New York allows debtors to elect between state and federal exemptions. In her petition, the debtor had taken the homestead exemption under New York law. The purchaser therefore challenged the debtor’s standing by referencing Section 5206(a) of the New York Civil Practice Law and Rules, which provides that “no homestead shall be exempt from taxation or from sale for non-payment of taxes or assessments.”
As Judge Vitaliano put it, the purchaser contended that “CPLR 5206 precludes [the debtor] from taking advantage of the New York state homestead exemption because the Property was subject to sale for nonpayment of taxes.” He characterized Bankruptcy Judge Trust as having ruled in favor of the debtor by taking “a more exemption-friendly view of the ‘could have’ language in § 522(g)(1) and (h).”
Judge Vitaliano said that Judge Trust’s “interpretation of Section 522(g)(1) is not only more exemption friendly than that adduced by [the purchaser], but it is also more consistent with the statute’s plain language regarding its temporal setting.”
The “interpretation of the ‘could have’ language of Section 522(g)(1),” Judge Vitaliano said, “returns the debtor to the position it would have been in ‘if such property had not been transferred.’” Next, he said that the court asks, “What exemptions could the debtor have claimed?”
Because the transfer occurred more than one year before the chapter 13 filing, Judge Vitaliano said that “Section 522(g)(1) therefore contemplates a hypothetical world prior to Debtor’s bankruptcy filing” when the “Debtor faced no statutory impediments to exempting her Property pursuant to” the federal homestead or wildcard exemptions.
“Because Debtor ‘could have’ exempted her Property at the time such property was transferred,” Judge Vitaliano agreed with Bankruptcy Judge Trust and held that the “Debtor has standing to bring this fraudulent transfer action under Section 522(g)(1) and (h).”
Because standing was the only issue on appeal, Judge Vitaliano affirmed the bankruptcy court’s judgment avoiding the transfer. In addition, Bankruptcy Judge Trust had required the debtor to reimburse the purchaser for the price paid for the deed, plus interest at 9% in satisfaction of the tax lien.
Observations
In a footnote, Judge Vitaliano cited a case where the debtor was in a state prohibiting assertion of the homestead exemption for tax liens and also prohibiting the debtor from claiming federal exemption. In that case, the debtor was held to lack standing. Is a debtor in a state like that unable to set aside a fraudulent transfer of a tax-lien foreclosure?
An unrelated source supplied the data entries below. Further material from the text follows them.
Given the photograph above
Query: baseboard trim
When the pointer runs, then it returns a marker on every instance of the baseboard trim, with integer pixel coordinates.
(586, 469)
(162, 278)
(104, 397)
The hypothetical is a step beyond the holding in Tyler. However, Tyler held that a state law depriving the debtor of the equity in a tax-lien foreclosure violates the Takings Clause of the U.S. Constitution.
Does Tyler mean that a debtor in any state can set aside a fraudulent tax-lien foreclosure? Is there a uniformity problem if a debtor were barred from avoiding a transfer in some states? If a debtor could set aside a tax-lien foreclosure outside of bankruptcy, is there a circumstance where the same debtor would be prohibited from avoiding the transfer in bankruptcy? Does the constitutional right established in Tyler mean that a state law prohibition of standing must fall to the wayside in bankruptcy under the Supremacy Clause?
Affirming the bankruptcy court, a district judge in Brooklyn identified a loophole allowing chapter 13 debtors in some states to assert a homestead exemption without having the exemption prevent the debtor from setting aside a tax-lien foreclosure of a homestead.
In his May 29 opinion, District Judge Eric N. Vitaliano found an escape hatch for debtors living in New York State. It’s an open question whether the same escape hatch or another is available for debtors who live in states that prohibit their citizens from claiming federal exemptions.